Torino, doppio allarme bomba: uno è ordigno, l'altro tubo bambù

Torino, 4 dic. (LaPresse) - Momenti di paura a Torino nel pomeriggio tardo per un doppio allarme bomba, di cui uno rivelatosi poi falso. In un primo pacco sospetto, trovato nel qaurtiere San salvario, costituito da una busta con dei fili che fuoriescono, rinvenuto in via Nizza 20, all'incrocio con corso Marconi,c 'era un vero ordigno. Sul posto intervenuti i vigili del fuoco e gli uomini della questura con gli artificieri. La zona è stata transennata.
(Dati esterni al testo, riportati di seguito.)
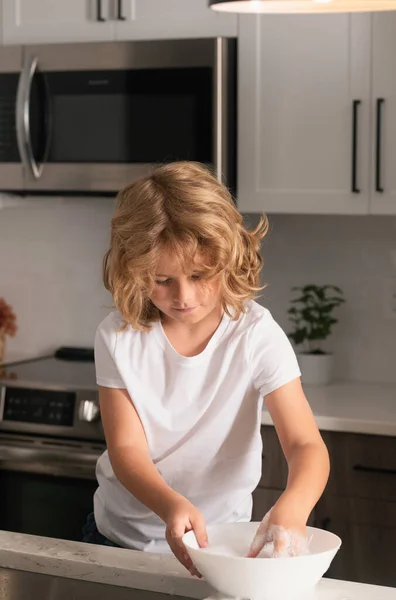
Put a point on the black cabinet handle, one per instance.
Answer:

L'ordigno, trovato ai piedi dell'obelisco, accanto alla fermata della metro, é lungo 70 centimetri e largo 20. Gli artificieri dovranno datarlo, ma secondo le prime informazioni potrebbe trattarsi di una bomba di fabbricazione successiva alla seconda guerra mondiale e quindi non un residuato bellico. Possibile che sia un ordigno artigianale. Gli artificieri lo analizzeranno e verificheranno la presenza di esplosivo all'interno.

Un secondo pacco sospetto, che assomiglia a una bomba rudimentale, tipo candelotto, è stato trovato, sempre a Torino, in via Silvio Pellico 22, poco distante dal primo. Il candelotto è stato trovato sotto la pedana del dehors della Caffetteria Vecchio Borgo in via Silvio Pellico 22, di fronte all'ospedale Valdese. Si tratta di un cilindro fatto di bambù e ricoperto di scotch con un biglietto con scritte in ebraico antico .Non poteva esplodere, hanno confermato gli artificieri che l'hanno rimosso. Il titolare del bar ha chiamato i militari intorno alle 16. Aveva chiamato degli operai per smontare il dehor, dopo otto mesi da quando era stato montato. Quando si è accorto del sospetto ordigno, il commerciante ha chiamato il 112.

Intorno alle 21 e 20 stasera è stato riaperto al traffico a Torino largo Marconi, dove gli artificieri del genio guastatori hanno rimosso la bomba trovata intorno alle 18. Anche la fermata Marconi della metro, che era stata chiusa, è tornata poi agevole.